Many environmentalists have sterling reputations: They've used peaceful tactics to preserve nature, written beautiful prose to celebrate it, and inspired others to defend it. Edward Abbey is not one of those environmentalists.

Sure, he fiercely loved nature, wrote awe-inspiring accounts of it, and garnered a huge following -- but he also threw beer cans out car windows, penned stories about blowing up dams, and married five times, earning quite the reputation as a womanizer.

He was one-of-a-kind, a conservationist of his own making, described by The American Spectator contributor Bill Croke as "equal parts Henry David Thoreau and John Muir, with an added dash of Mikhail Bakunin. "

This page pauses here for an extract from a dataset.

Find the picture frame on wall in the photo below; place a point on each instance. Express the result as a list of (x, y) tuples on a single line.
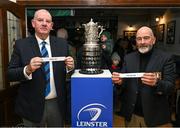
[(158, 31), (170, 39), (129, 34)]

Cactus Ed The Pennsylvania native was born to a schoolteacher mother who played the organ in church, and a farmer father who was a socialist, an anarchist, and an atheist. Shortly before Abbey's 18th birthday in the mid-1940s, when he would face the draft, he set out to explore the American West, getting there through a mix of hitchhiking, walking, freight train hopping, and bus riding. When he saw the desert landscape of the Four Corners (where New Mexico, Arizona, Colorado, and Utah meet), he'd found his home.

After returning from World War II, graduating from the University of New Mexico (his master's thesis topic: "Anarchism and the Morality of Violence "), and working as a park ranger, he rose to prominence with the 1968 publication of Desert Solitaire, a nonfiction book melding nature writing, philosophy, and political observations about the management of national parks. In it, he wrote:

"Beyond the side canyon the walls rise again, slick and monolithic, in color a blend of pink, buff, yellow, orange, overlaid in part with a glaze of 'desert varnish' (iron oxide) or streaked in certain places with vertical draperies of black organic stains, the residue from plant life beyond the rim and from the hanging gardens that flourish in the deep grottoes high on the walls. Some of those alcoves are like great amphitheatres, large as the Hollywood Bowl, big enough for God's own symphony orchestra. "

Seven years later, he followed that book with one even more popular, The Monkey Wrench Gang. A novel centered around a group of anarchic environmentalists who conspire to blow up Glen Canyon Dam and sabotage builders' efforts to develop in the desert, it inspired the founding of Earth First!, a radical green group.

Solace in the Desert Abbey believed that humans would never know true freedom until they spent some time in wild, unexplored lands, and so he spent his life doing -- and writing about -- just that.

"Edward Abbey is one of our foremost Western essayists and novelists, " read an article in The Denver Post. "A militant conservationist, he has attracted a large following -- not only within the ranks of Sierra Club enthusiasts and dedicated backpackers, but also among armchair appreciators of good writing. What always made his work doubly interesting is the sense of a true maverick spirit at large, within it -- a kind of spirit not imitable, limited only to the highest class of literary outlaws. "

When he died in 1989, friends and family fulfilled Abbey's burial wish by taking his body in a sleeping bag in the back of a pickup truck and laying him to rest in the wilderness as soon as possible, without embalming fluid or a casket (or regard for the law).

"I want my body to help fertilize the growth of a cactus or cliff rose or sagebrush or tree, " he wrote. Somewhere in the dusty Arizona desert, it's doing just that.